На моей страничке портала Проза.ру эту повесть можно прочесть и в цельном виде, без разбивки по главам, - "Воспоминания. Дмитрий Сидоренко. 1924 - 1955" - http://www.proza.ru/2018/08/24/999 .

Глава 17 - http://www.proza.ru/2018/09/04/1598

Глава 18

Москва! Москва! Любил тебя
Вечернею порою …
Курантов бой у стен Кремля,
Прогулки под землёю…

Хорошо жить в Москве… Много людей каждый день бегут по тротуарам её улиц, едут в метро, трамваях, автобусах, троллейбусах, автомобилях … Можно закружиться в таком круговороте людей … Но вот мне хочется поговорить с одним из семи миллионов этих людей. Я не знаю квартиры этого человека, не знаю даже, где она, в какой стороне этого большого, шумного города…

Для этого я делаю всего несколько шагов и закрываюсь в будке телефона-автомата, которую можно встретить на каждом переулке Москвы и даже в метро.

Спокойно набираю номер, так как уверен, что не услышу в ответ раздражённый голос телефонистки: «Занято!» Через несколько минут цепь соединена автоматом реле.
 – С добрым утром, Аннушка!!.. – Это удовольствие я покупаю за десять копеек.

Или вы заблудились в большой многолюдной Москве.
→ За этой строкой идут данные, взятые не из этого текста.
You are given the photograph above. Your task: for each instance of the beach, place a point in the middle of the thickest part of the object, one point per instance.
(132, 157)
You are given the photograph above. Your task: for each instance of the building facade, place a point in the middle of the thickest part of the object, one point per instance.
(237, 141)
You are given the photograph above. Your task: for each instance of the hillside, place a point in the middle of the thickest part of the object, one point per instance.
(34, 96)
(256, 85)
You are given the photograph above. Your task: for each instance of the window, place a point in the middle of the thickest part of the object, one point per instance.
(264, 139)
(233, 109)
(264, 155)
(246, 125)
Вы бродите по её бесчисленным улицам, то и дело спрашивая дорогу у москвичей. Но одни вас посылают в одну сторону, другие – в совершенно противоположную.

Вы нервничаете, вы ругаетесь… Но всё напрасно: спускайтесь в любом спуске в метро и там, под Москвой, вы сразу разберётесь в том, в чём вы не могли разобраться в Москве. Убедительные схемы и надписи на станциях пояснят вам всё.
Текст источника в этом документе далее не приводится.